Recalling old memories is also a stimulating activity for Alzheimer’s patients. It fosters emotional connections and reduces anxiety. Use family albums, music, videos, or heirlooms to help prompt memories. Encourage family and friends who can’t travel or live too far away to send a short letter or audio recording. And don’t avoid humor. Include funny moments, old jokes, or humorous anecdotes. It may feel awkward at first, but laughter is nature’s way of helping us relieve stress and anxiety while connecting us.
Use Music Therapy
Studies suggest that music therapy has emotional and physical benefits for hospice and palliative care patients. Researchers found that patients who listened to music reported “less pain, anxiety … as well as an increase in feelings of well-being afterward.” Music therapy has a profound effect on people with cognitive and mental decline. The rhythmic nature of music requires little mental processing and helps stimulate memories. Choose music that your loved one enjoys, tunes from their childhood era, or a neutral New Age track. But don’t overstimulate; that can create stress. Take note of the other noises in the room.

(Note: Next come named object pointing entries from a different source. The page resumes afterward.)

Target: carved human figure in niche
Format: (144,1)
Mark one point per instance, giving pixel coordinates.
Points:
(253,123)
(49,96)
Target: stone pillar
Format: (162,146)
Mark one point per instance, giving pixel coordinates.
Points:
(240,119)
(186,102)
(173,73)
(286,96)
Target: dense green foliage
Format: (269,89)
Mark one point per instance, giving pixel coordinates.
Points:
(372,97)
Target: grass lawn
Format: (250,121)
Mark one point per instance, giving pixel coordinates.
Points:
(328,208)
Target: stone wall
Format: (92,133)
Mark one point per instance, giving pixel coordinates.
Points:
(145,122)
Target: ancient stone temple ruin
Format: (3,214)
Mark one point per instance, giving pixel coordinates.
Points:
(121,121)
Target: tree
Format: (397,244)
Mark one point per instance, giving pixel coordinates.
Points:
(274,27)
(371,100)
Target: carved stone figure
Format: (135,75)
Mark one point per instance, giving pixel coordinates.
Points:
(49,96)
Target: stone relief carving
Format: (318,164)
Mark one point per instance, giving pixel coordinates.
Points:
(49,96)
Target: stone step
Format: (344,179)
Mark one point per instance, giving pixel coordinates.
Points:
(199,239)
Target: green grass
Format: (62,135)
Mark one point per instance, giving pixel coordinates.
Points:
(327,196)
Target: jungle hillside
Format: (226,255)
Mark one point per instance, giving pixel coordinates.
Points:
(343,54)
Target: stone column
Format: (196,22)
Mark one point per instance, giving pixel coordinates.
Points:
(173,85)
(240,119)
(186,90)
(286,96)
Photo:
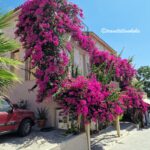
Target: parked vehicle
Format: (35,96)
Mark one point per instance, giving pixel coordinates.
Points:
(41,117)
(14,119)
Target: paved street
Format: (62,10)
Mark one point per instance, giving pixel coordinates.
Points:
(138,140)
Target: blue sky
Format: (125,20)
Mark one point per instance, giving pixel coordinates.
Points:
(116,14)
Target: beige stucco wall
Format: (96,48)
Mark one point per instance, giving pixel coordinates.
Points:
(20,92)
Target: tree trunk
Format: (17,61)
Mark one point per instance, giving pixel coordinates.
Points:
(87,130)
(118,126)
(79,122)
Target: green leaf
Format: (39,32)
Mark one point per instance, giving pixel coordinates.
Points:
(10,62)
(7,45)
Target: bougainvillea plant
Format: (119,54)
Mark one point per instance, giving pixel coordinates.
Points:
(109,67)
(133,99)
(42,27)
(90,99)
(81,96)
(45,28)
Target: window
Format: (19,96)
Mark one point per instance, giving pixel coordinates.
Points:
(29,71)
(4,105)
(15,55)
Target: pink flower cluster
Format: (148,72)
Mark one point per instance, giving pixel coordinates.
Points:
(133,99)
(89,98)
(81,96)
(123,71)
(41,26)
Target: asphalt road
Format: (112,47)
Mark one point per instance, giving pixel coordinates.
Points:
(139,140)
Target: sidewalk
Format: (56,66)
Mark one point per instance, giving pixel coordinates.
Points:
(108,137)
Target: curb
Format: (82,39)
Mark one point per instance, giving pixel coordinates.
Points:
(118,139)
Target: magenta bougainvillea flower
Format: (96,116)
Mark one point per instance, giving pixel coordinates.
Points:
(133,99)
(41,27)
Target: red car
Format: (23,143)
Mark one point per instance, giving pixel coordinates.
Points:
(14,119)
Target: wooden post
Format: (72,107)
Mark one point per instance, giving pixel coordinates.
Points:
(97,125)
(87,130)
(79,122)
(118,126)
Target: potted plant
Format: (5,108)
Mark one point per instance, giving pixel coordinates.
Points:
(41,117)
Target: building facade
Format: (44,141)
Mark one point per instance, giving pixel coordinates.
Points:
(20,91)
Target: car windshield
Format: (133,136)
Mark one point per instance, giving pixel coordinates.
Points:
(4,105)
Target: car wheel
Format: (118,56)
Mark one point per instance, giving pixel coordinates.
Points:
(25,127)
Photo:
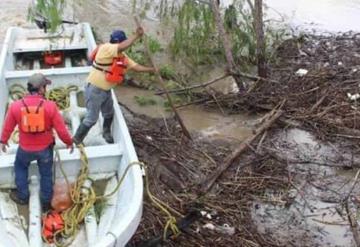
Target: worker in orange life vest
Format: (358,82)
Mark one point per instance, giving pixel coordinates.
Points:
(36,118)
(109,66)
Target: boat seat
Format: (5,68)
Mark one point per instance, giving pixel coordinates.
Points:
(103,159)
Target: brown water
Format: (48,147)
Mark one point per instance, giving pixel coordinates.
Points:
(107,15)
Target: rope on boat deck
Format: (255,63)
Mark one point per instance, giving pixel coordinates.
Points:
(60,95)
(82,202)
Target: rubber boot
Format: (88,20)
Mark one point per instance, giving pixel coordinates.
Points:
(80,134)
(107,130)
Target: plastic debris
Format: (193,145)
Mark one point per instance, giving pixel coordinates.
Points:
(209,226)
(353,96)
(224,229)
(206,214)
(301,72)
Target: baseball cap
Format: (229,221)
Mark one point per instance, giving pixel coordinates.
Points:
(117,36)
(38,80)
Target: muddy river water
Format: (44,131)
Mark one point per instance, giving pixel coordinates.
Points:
(315,216)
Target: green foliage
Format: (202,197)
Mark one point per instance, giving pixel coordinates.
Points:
(136,51)
(143,100)
(167,72)
(194,36)
(154,45)
(51,10)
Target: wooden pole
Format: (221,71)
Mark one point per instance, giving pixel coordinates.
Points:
(226,43)
(183,127)
(269,120)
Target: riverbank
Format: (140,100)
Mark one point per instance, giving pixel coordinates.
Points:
(296,184)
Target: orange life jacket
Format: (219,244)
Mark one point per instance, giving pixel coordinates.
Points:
(52,222)
(32,118)
(115,71)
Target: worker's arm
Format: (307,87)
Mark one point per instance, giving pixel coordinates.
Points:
(60,128)
(141,68)
(128,42)
(9,126)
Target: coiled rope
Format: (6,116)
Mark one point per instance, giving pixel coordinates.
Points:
(82,202)
(60,95)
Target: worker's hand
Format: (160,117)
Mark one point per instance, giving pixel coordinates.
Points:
(155,70)
(3,147)
(71,148)
(139,31)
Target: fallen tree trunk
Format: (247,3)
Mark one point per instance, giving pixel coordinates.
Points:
(268,121)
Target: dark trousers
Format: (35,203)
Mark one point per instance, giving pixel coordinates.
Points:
(44,160)
(97,100)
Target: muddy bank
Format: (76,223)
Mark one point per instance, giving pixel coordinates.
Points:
(295,186)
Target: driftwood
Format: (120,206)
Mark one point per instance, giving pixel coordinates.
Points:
(268,121)
(178,118)
(354,226)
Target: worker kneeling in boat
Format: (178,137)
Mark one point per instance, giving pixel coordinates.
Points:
(36,117)
(109,65)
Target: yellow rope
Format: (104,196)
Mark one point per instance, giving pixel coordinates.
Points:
(75,215)
(60,95)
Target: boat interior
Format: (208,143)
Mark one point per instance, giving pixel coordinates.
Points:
(24,53)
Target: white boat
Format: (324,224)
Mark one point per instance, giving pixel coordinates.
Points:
(21,56)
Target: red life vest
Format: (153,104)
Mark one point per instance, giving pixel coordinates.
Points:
(32,118)
(115,71)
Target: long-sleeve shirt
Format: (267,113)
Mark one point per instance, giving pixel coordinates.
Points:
(33,142)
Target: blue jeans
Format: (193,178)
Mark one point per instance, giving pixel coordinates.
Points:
(44,160)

When mixed with many different sounds, even soothing music at a low volume to create a cacophony of stress.
Ask for Pain Medication When You Need It
Palliative care is about making patients feel as comfortable as possible until the end. And pain management and medication are part of this process. Unlike other vital signs, hospitals and staff can’t measure your pain. You have to help them know when you’re feeling discomfort. Still, some patients forego their pain meds because they want to stay awake to see their friends and family. Others see pain medication as “bad” substances or only for the weak or needy. But these are myths. Pain meds are integral to the palliative care process. And there’s no reason to forego pain medications that’s more important their your comfort. You may think you’re being strong for your family, but having to watch you fight intense discomfort will only increase their stress levels. Ask for pain medication when you need it.
These six tips will increase well-being and reduce stress when you’re nearing the end of your life. But once you’re faced with death, it’s important to know when it’s time to let go. Too often, we hold on too long out of a primal urge to keep going or fear of leaving our loved ones. Death is a natural process we all share. Take comfort in that immutable fact. Let your loved ones know you’re ready to go. They, too, will hold on to you, fearing that letting you go is “giving up.” This creates enormous amounts of stress. When it’s time, reassure them that — while you’re not ready to die — you have accepted it.